Casey was four or five, when some adult came into his life and said, “You must hate sharing a birthday with your brother. That stinks.” I watched my son’s sky turn a little gray as he probably contemplated why it was a bad thing; he had never known any different.
It must be easier to rain on a parade than shine on it.
When my milk-allergic son was two, eating a frozen banana covered with sprinkles, enjoying every minute of it, someone at the store decided to shower some rain, “You can never have ice cream? Never? I couldn’t LIVE if I were you!”
Someone recently drizzled on my daughter, “You might be able to put dew from the grass on your face and wipe off those freckles.”
I know I know: some of those negative comments are from people just trying to be fun.
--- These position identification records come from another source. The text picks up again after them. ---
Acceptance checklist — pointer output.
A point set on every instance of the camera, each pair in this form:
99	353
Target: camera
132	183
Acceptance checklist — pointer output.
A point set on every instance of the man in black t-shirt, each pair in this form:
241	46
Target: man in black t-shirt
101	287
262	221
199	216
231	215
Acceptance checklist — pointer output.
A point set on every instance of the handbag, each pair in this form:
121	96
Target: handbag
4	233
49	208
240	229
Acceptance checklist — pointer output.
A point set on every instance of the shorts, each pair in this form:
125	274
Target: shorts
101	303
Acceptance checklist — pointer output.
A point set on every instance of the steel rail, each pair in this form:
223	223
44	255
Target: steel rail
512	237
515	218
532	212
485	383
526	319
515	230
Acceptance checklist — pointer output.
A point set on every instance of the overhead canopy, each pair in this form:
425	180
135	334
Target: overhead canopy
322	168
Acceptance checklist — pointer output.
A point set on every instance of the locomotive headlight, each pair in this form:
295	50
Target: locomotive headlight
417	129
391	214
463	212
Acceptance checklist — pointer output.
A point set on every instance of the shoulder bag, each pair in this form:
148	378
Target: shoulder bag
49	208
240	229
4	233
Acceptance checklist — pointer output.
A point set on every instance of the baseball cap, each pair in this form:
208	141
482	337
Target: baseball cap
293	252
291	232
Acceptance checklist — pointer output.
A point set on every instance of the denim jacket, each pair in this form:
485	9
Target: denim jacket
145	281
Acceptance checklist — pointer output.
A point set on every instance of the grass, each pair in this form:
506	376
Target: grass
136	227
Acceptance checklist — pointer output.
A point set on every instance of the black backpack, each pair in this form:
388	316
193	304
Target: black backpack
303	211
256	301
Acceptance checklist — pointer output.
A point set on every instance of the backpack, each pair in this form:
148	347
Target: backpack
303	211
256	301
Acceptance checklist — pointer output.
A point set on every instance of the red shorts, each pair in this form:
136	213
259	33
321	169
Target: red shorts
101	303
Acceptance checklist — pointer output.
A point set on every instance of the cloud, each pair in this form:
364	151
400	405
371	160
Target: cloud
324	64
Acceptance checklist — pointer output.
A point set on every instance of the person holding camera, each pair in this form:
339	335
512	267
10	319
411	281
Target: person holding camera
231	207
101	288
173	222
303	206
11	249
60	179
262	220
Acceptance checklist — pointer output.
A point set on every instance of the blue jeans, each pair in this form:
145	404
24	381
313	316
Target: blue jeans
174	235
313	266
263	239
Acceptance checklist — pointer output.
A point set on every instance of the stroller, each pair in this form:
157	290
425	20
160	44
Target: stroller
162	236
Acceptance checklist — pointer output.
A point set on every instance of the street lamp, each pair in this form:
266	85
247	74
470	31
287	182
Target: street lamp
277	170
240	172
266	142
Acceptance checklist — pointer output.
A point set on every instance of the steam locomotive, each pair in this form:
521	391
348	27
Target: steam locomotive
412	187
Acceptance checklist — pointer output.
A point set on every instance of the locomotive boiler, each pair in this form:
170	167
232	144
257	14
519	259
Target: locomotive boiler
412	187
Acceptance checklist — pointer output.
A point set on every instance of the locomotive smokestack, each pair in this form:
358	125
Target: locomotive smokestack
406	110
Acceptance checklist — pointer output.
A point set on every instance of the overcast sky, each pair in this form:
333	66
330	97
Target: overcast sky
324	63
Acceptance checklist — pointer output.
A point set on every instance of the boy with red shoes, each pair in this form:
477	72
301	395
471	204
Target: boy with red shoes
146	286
Some are trying to “relate,” but too often un-contemplated words are just a form of precipitation on a parade! (My husband has spent hours counting the freckles on my daughter’s face – so I am thinking the “wiping the freckles off” comment didn’t stick, but I could practically see her thoughts: “Am I supposed to want to wipe them off?”)
Small talking at graduation parties recently, I saw my own tendency toward rain as thoughts crossed my mind during conversations. It IS easier to bring up negative subjects, spread negative news, or in other words: rain on the parade. But we are not called to the easier path. We CAN paint some positive into peoples’ lives. What if we encouraged the mother of the handicapped child, instead of pointing out how difficult her life is? (She already knew that part.) What if we told the person getting married that he is going to LOVE married life, instead of pointing out the ball and chain? What if we stop negatively saying, “You sure have your hands full!” to the mom with five young kids in the store and instead we say, “Wow, I bet you have some joyful times coming in your house!” What if we told someone in a storm of life that without the rain, a sun can never make a rainbow?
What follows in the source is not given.